Measuring the Diameter of the Cornea

An abnormally large or small cornea (megalocornea or microcornea) will be apparent from simple visual inspection. A suspected size anomaly can be easily verified by measuring the cornea with a ruler. Corneal diameter may be determined more accurately with calipers (usually done under general anesthesia, see Fig. 10.21) or with the Wessely keratometer. This is a type of tube with a condensing lens with millimeter graduations at one end. The examiner places this end on the patient's eye and looks through the other end.

Megalocornea in an infant always requires further diagnostic investigation to determine whether buphthalmos is present. Microcornea may be a sign of congenital defects in other ocular tissues that could result in impaired function (microphthalmos).

5.2.7 Corneal Pachymetry

Precise measurement of the thickness of the cornea is crucial in refractive surgery (see radial keratotomy and correction of astigmatism, p. 155). Improving refraction often requires making incisions through 90% of the thickness of the cornea while meticulously avoiding full penetration of the cornea. There are two pachymetry techniques for measuring corneal thickness with the high degree of precision that this surgery requires:

❖ Optical pachymetry with a slit lamp and measuring attachment may be performed on the sitting patient.
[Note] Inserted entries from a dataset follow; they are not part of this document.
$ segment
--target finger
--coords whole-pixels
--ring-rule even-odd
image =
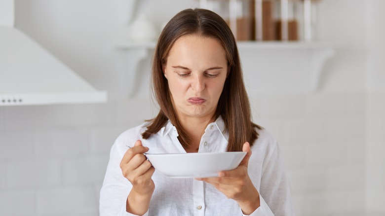
[[[134,144],[134,146],[143,146],[143,145],[142,144],[142,141],[141,141],[140,140],[137,140],[136,142],[135,142],[135,144]]]
[[[248,142],[246,142],[243,144],[242,150],[243,152],[246,151],[247,153],[246,153],[246,155],[245,155],[245,157],[243,158],[243,159],[242,160],[242,161],[241,161],[239,164],[239,166],[246,166],[247,167],[249,164],[249,159],[251,156],[251,149],[250,149],[250,144]]]
[[[142,176],[144,175],[152,168],[153,167],[151,165],[151,163],[148,160],[146,160],[142,163],[136,169],[132,170],[131,174],[132,174],[133,176]]]
[[[121,159],[121,165],[122,163],[127,163],[131,160],[134,156],[136,154],[143,154],[149,150],[149,148],[144,146],[142,144],[142,142],[140,140],[137,141],[134,147],[128,148]]]

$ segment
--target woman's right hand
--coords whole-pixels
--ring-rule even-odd
[[[149,148],[143,146],[138,140],[134,147],[126,151],[120,162],[123,175],[132,184],[127,199],[126,211],[137,215],[144,215],[149,209],[155,189],[151,178],[155,169],[143,154],[148,150]]]

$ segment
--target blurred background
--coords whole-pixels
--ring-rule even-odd
[[[108,99],[0,106],[0,215],[98,215],[115,139],[156,113],[157,36],[204,6],[235,24],[254,120],[278,140],[297,215],[385,216],[385,1],[264,0],[259,21],[250,1],[215,1],[15,0],[14,27]]]

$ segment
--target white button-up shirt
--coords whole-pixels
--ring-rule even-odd
[[[126,202],[132,185],[123,176],[119,164],[135,141],[142,141],[148,153],[186,153],[178,140],[176,128],[169,122],[156,134],[144,140],[146,124],[121,134],[111,148],[110,161],[100,191],[101,216],[132,216],[126,212]],[[225,152],[229,135],[220,117],[208,125],[202,136],[199,152]],[[252,216],[295,215],[289,185],[276,141],[266,130],[251,146],[248,173],[260,193],[261,206]],[[155,190],[145,215],[242,216],[238,204],[213,185],[194,179],[172,179],[157,172],[153,176]]]

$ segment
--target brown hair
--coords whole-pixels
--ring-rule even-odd
[[[217,40],[223,46],[229,65],[229,75],[218,101],[215,119],[222,116],[225,131],[229,132],[228,151],[242,151],[243,144],[252,145],[258,138],[255,128],[261,129],[251,121],[250,104],[243,83],[240,60],[234,36],[226,22],[216,13],[204,9],[187,9],[178,13],[166,25],[158,39],[154,53],[152,80],[154,93],[159,111],[142,134],[147,139],[159,131],[168,120],[177,129],[182,146],[188,148],[191,138],[182,127],[168,87],[163,68],[172,46],[180,37],[197,34]]]

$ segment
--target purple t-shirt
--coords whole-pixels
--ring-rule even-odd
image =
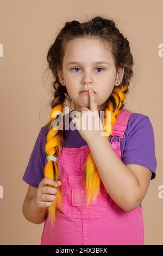
[[[70,123],[71,118],[69,121]],[[36,188],[44,178],[44,167],[47,162],[45,148],[48,124],[41,128],[23,176],[26,182]],[[109,136],[109,141],[111,137]],[[64,138],[62,147],[80,148],[87,145],[77,129],[65,130]],[[118,136],[114,136],[112,141],[118,141]],[[149,168],[152,172],[151,179],[153,179],[156,175],[157,162],[153,129],[149,117],[133,113],[124,131],[124,137],[120,141],[123,163],[139,164]]]

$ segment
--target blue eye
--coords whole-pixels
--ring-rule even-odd
[[[80,69],[80,68],[78,68],[78,67],[73,68],[73,69],[72,69],[72,70],[73,70],[73,69],[76,70],[76,69]],[[97,68],[97,69],[102,69],[103,70],[104,70],[104,69],[103,69],[102,68]],[[101,72],[97,72],[97,73],[101,73]]]

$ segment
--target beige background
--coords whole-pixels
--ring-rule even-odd
[[[158,166],[142,202],[145,242],[163,244],[163,198],[158,196],[163,185],[162,0],[1,0],[1,245],[40,244],[43,224],[22,214],[28,185],[22,178],[38,132],[49,120],[48,48],[66,21],[101,15],[114,19],[130,42],[135,74],[126,107],[147,115],[153,124]]]

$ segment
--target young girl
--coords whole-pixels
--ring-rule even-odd
[[[41,245],[143,245],[141,202],[157,163],[149,118],[124,108],[133,75],[128,40],[112,20],[72,21],[47,61],[54,99],[23,177],[24,217],[45,222]],[[73,110],[63,115],[66,100]],[[101,122],[100,111],[104,136],[81,129],[87,114]]]

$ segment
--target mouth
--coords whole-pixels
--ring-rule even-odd
[[[95,92],[94,92],[94,93],[96,94]],[[87,94],[87,93],[89,93],[89,90],[83,90],[82,92],[80,92],[80,93]]]
[[[82,92],[80,92],[80,93],[82,93],[82,94],[87,94],[87,93],[89,93],[89,91],[88,90],[83,90]]]

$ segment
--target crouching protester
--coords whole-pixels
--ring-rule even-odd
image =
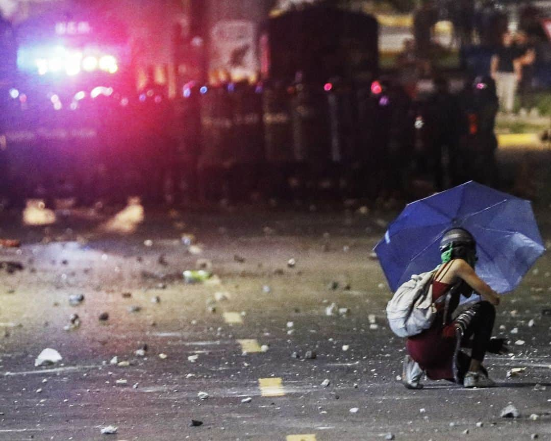
[[[491,338],[499,297],[474,272],[476,244],[468,231],[447,231],[440,251],[442,264],[429,282],[436,308],[434,320],[428,329],[407,338],[402,383],[408,389],[420,389],[425,373],[431,380],[445,379],[464,388],[494,386],[482,362],[487,352],[507,350],[504,339]],[[469,298],[473,291],[482,301],[452,319],[461,295]],[[463,348],[470,348],[470,356]]]

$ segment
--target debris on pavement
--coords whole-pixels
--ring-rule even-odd
[[[69,304],[75,306],[84,300],[84,296],[82,294],[73,294],[69,296]]]
[[[55,364],[56,363],[61,361],[63,357],[56,349],[51,348],[46,348],[42,351],[39,356],[35,360],[35,367],[47,366],[51,364]]]
[[[24,269],[20,262],[12,260],[0,261],[0,270],[6,270],[8,274],[13,274],[15,271],[22,271]]]
[[[516,407],[510,404],[501,410],[500,416],[501,418],[518,418],[520,416],[520,412]]]
[[[101,429],[101,434],[102,435],[115,435],[117,433],[117,431],[118,429],[118,427],[115,427],[114,426],[108,426],[107,427],[104,427]]]
[[[524,372],[526,370],[526,368],[513,368],[512,369],[509,369],[507,371],[505,377],[507,378],[511,378],[517,376],[518,374],[521,372]]]
[[[80,326],[80,319],[77,314],[72,314],[69,318],[69,324],[63,326],[65,331],[71,331],[72,329],[77,329]]]
[[[21,242],[15,239],[0,239],[0,248],[19,248]]]
[[[204,270],[186,270],[183,273],[183,280],[186,283],[201,283],[212,276],[212,273]]]

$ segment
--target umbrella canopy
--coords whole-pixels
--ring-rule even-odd
[[[478,276],[498,293],[512,291],[545,250],[529,201],[471,181],[408,204],[374,248],[392,291],[440,263],[450,228],[477,242]]]

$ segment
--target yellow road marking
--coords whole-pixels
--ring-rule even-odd
[[[239,313],[224,313],[224,320],[226,323],[230,324],[243,322],[243,319]]]
[[[285,395],[283,380],[280,378],[259,378],[258,386],[262,396],[283,396]]]
[[[260,352],[260,345],[258,345],[258,342],[254,338],[237,340],[237,342],[241,345],[242,352],[247,352],[250,354]]]
[[[536,146],[543,148],[537,133],[502,133],[498,135],[498,144],[500,148]]]

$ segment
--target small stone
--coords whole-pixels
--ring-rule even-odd
[[[108,426],[101,429],[101,433],[102,435],[115,435],[117,433],[117,429],[118,428],[113,426]]]
[[[72,306],[79,305],[84,300],[84,296],[82,294],[73,294],[69,296],[69,304]]]
[[[500,416],[501,418],[518,418],[520,416],[520,412],[516,407],[510,404],[501,410]]]

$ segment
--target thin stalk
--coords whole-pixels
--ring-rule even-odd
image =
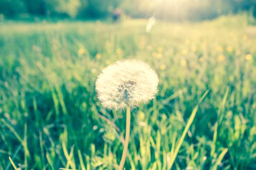
[[[128,150],[128,144],[129,143],[130,137],[130,129],[131,124],[131,109],[130,107],[126,107],[126,123],[125,129],[125,138],[124,139],[124,144],[123,144],[123,150],[122,154],[122,158],[120,161],[119,167],[118,170],[123,170],[125,158],[127,155],[127,151]]]

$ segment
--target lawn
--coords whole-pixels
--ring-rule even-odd
[[[172,169],[256,169],[256,27],[247,21],[157,20],[150,32],[141,19],[1,21],[0,169],[11,160],[22,169],[118,166],[125,111],[104,108],[95,83],[124,59],[159,79],[156,99],[132,110],[126,169],[170,169],[196,111]]]

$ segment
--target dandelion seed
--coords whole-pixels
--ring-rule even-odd
[[[155,97],[158,82],[157,74],[146,64],[125,60],[102,70],[96,90],[102,105],[108,109],[133,108]]]
[[[155,18],[155,15],[151,17],[150,19],[148,19],[148,22],[147,22],[147,25],[146,25],[146,32],[148,33],[150,32],[152,26],[155,25],[156,23],[156,18]]]

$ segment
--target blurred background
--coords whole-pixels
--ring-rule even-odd
[[[0,18],[106,18],[117,11],[133,18],[201,20],[248,11],[256,16],[255,0],[0,0]]]

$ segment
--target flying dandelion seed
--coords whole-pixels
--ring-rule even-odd
[[[156,23],[156,18],[155,18],[155,15],[151,17],[150,19],[148,19],[148,22],[147,22],[147,25],[146,25],[146,32],[149,33],[152,26]]]
[[[137,60],[118,61],[102,70],[96,82],[98,98],[108,109],[134,108],[157,92],[158,77],[149,65]]]

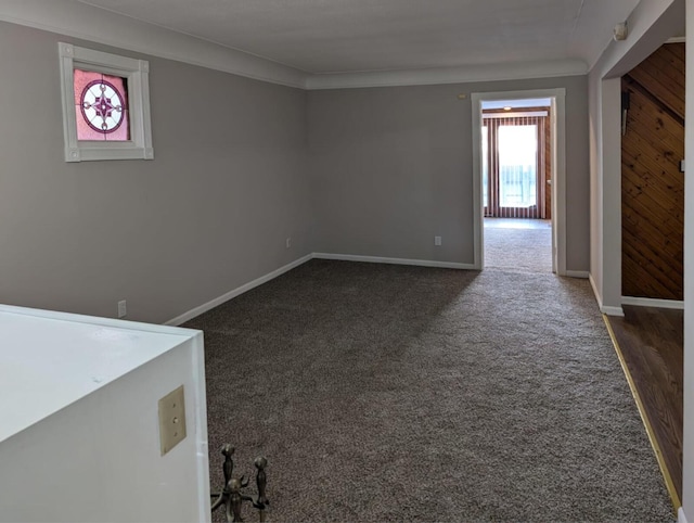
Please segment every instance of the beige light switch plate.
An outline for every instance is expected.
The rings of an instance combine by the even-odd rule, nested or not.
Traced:
[[[183,385],[159,399],[159,443],[162,456],[185,438]]]

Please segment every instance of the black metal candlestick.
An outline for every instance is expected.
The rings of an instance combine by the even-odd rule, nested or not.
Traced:
[[[250,501],[253,507],[258,510],[258,518],[260,522],[265,521],[266,510],[270,501],[268,500],[265,490],[268,484],[265,468],[268,465],[268,460],[260,457],[256,458],[254,464],[256,467],[256,487],[258,489],[257,495],[246,495],[242,490],[248,486],[248,480],[245,476],[232,477],[234,471],[234,461],[232,456],[234,454],[234,447],[227,444],[221,448],[221,454],[224,456],[224,463],[222,464],[222,471],[224,473],[224,487],[220,493],[210,494],[210,497],[215,499],[211,506],[211,512],[217,510],[222,505],[226,508],[227,522],[237,523],[242,522],[241,509],[244,501]]]

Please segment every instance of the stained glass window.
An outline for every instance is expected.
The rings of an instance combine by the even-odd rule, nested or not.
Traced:
[[[129,140],[127,79],[78,68],[74,75],[77,139]]]

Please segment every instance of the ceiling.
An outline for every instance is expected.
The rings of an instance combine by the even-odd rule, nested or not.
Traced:
[[[310,74],[581,60],[639,0],[79,0]]]

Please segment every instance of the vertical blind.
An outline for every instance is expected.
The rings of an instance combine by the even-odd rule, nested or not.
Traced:
[[[483,115],[485,216],[548,218],[548,133],[547,112]]]

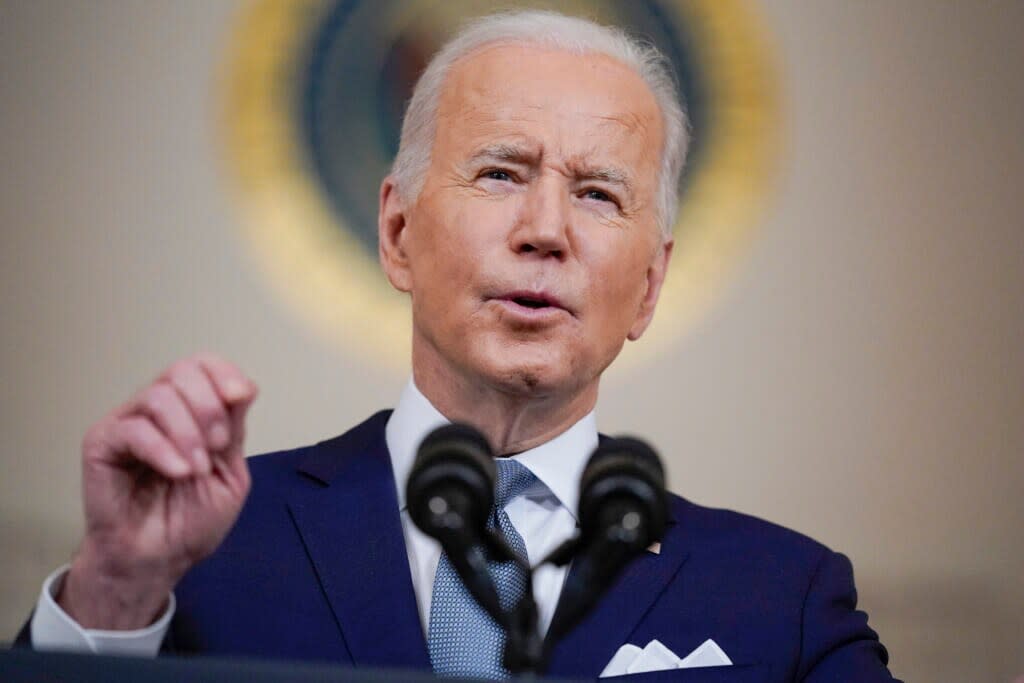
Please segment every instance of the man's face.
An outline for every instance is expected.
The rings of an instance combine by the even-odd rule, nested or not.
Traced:
[[[664,127],[601,55],[495,45],[458,62],[423,189],[382,189],[381,252],[412,295],[414,369],[526,395],[596,391],[653,314]]]

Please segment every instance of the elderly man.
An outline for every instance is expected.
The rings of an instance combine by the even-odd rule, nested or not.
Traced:
[[[381,186],[381,263],[413,309],[395,411],[247,466],[253,383],[212,355],[175,364],[88,432],[85,536],[23,641],[505,676],[495,625],[410,522],[415,450],[478,427],[520,484],[499,512],[528,558],[572,533],[601,373],[653,315],[685,146],[651,48],[543,12],[469,26],[420,79]],[[845,557],[675,497],[670,516],[550,673],[696,651],[714,680],[891,680]],[[542,628],[564,579],[536,577]]]

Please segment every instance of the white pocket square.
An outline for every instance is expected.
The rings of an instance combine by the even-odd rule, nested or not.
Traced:
[[[604,671],[601,672],[601,678],[671,669],[728,667],[731,665],[732,659],[711,638],[703,641],[683,658],[679,658],[659,640],[652,640],[643,649],[628,643],[620,647]]]

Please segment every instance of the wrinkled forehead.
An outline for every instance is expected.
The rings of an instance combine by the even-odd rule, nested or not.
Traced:
[[[654,95],[621,61],[496,44],[453,66],[438,101],[434,154],[461,158],[508,143],[548,161],[623,166],[653,182],[663,140]]]

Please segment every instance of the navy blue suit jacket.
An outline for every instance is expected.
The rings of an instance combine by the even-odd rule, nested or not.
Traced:
[[[178,585],[178,652],[430,669],[384,439],[387,412],[252,458],[220,548]],[[713,638],[735,666],[630,681],[889,681],[849,560],[794,531],[672,497],[660,554],[632,564],[560,643],[551,676],[596,678],[624,643],[680,656]]]

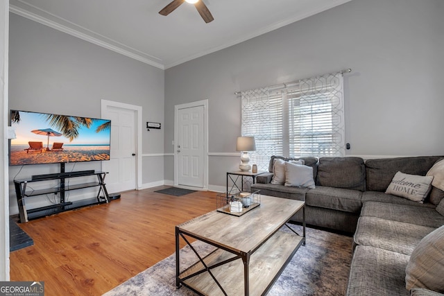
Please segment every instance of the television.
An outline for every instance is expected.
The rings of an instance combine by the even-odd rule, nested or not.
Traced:
[[[11,110],[10,166],[110,159],[108,119]]]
❖ Ultrasonic pachymetry; this has the advantage of greater precision and can also be performed with the patient supine.

Recent developments now permit pachymetry by means of specular microscopy (see 5.2.8 and Fig. 5.4).

5.2.8 Confocal Corneal Microscopy

Confocal corneal microscopy is a recently developed examination technique that makes it possible to scan the cornea over a wide area from the outer layer to the inner layer. It differs in this regard from slit lamp examination, which tends to be a focal examination along a shaft of light perpendicular to the eye. Confocal corneal microscopy visualizes cell structures at maximum magnification that cannot be observed in detail with a slit lamp. These include corneal nerves, amebas, and hyphae. Although not yet routinely used in clinical practice, confocal corneal microscopy appears to be a promising examination method for the future.